By Paul Dutton, professor and executive director for the Interdisciplinary Health Policy Institute
The NAU Interdisciplinary Health Policy Institute hosted its fourth annual Colton House Health Policy Roundtable last Friday. The roundtable provides a rare opportunity for leaders from the highest levels in Arizona health policy—legislators, government officials, health professions and medical school deans, hospital administrators, tribal leaders, insurance executives and public health directors—to brainstorm how best to meet the health needs of the state.
This year’s roundtable proved especially urgent.
Implementation of the Affordable Care Act will gain speed in 2014, extending health coverage to as many as half a million Arizonans. What kinds of new models of care delivery will be necessary to meet the new demand? How can the universities most effectively educate the health professionals who will be needed and how do we keep them in Arizona, especially in our rural and underserved areas? How will we maintain and continue to improve health care quality while holding health care inflation in check? What role will wireless technologies and informatics play in the new paradigm?
As you might expect, the Colton House Roundtable participants voiced diverse answers to these questions. Yet all agreed that only through improved collaboration will we be able to meet the challenge of the Affordable Care Act.
Eileen Klein, president of the Arizona Board of Regents, noted the critical role that Arizona’s universities must play in improving the state’s health care system. Toward this end I will be working with President Klein and one representative each from ASU and UA to encourage some of the very partnerships that the Colton House Roundtable participants identified.

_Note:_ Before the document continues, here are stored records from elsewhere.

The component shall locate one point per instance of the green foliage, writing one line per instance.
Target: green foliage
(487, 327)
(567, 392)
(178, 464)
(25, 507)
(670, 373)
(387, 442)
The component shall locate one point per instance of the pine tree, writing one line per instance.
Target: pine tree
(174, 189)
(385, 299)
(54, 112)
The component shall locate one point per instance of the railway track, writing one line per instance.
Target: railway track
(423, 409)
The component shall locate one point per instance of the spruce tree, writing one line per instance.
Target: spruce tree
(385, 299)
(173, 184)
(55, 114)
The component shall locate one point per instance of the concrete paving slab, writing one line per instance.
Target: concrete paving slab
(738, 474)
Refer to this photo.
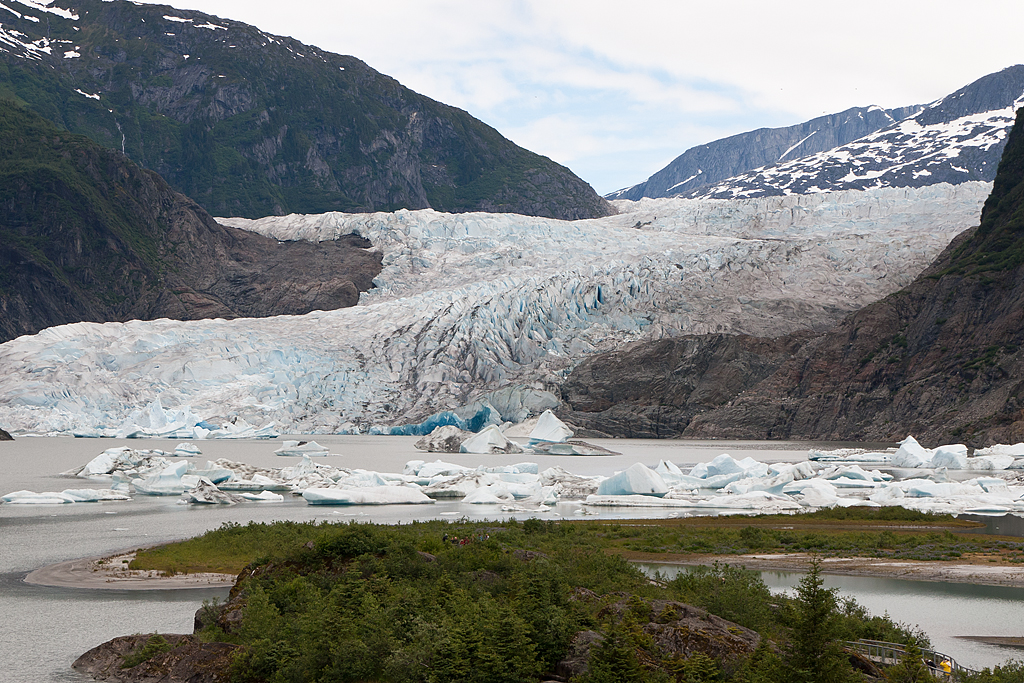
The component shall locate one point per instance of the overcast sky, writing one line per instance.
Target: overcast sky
(616, 90)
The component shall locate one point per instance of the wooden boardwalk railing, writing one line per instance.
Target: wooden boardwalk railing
(889, 654)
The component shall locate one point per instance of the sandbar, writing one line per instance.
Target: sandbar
(953, 571)
(112, 572)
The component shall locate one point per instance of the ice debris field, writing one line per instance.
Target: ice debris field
(476, 310)
(943, 479)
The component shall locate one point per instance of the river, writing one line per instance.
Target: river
(45, 629)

Our first step will be a series of forums beginning in the fall that will bring university experts together with health authorities in the private and public sectors to chart a way forward.

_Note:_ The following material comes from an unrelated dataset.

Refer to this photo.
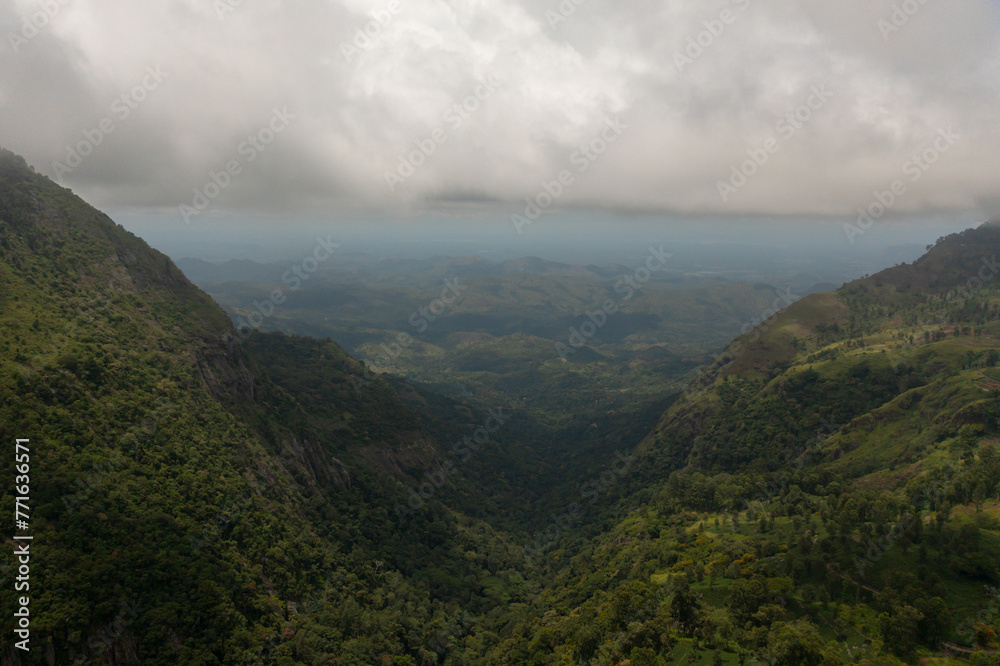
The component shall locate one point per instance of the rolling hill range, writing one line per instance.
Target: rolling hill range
(824, 491)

For example, there is wide consensus that all patients—and especially those who suffer from chronic conditions—benefit greatly from coordinated primary care that is delivered by integrated teams of health professionals. The universities must do a better job at training our health professions and medical students to work effectively in such teams. Insurers should reimburse appropriately for the improved outcomes that integrated care achieves, and government agencies should provide the context—through public health and other measures—to encourage individual health responsibility and population health.
To my eyes, Arizona health leaders have the will. It is a matter of creating the partnerships we need to succeed.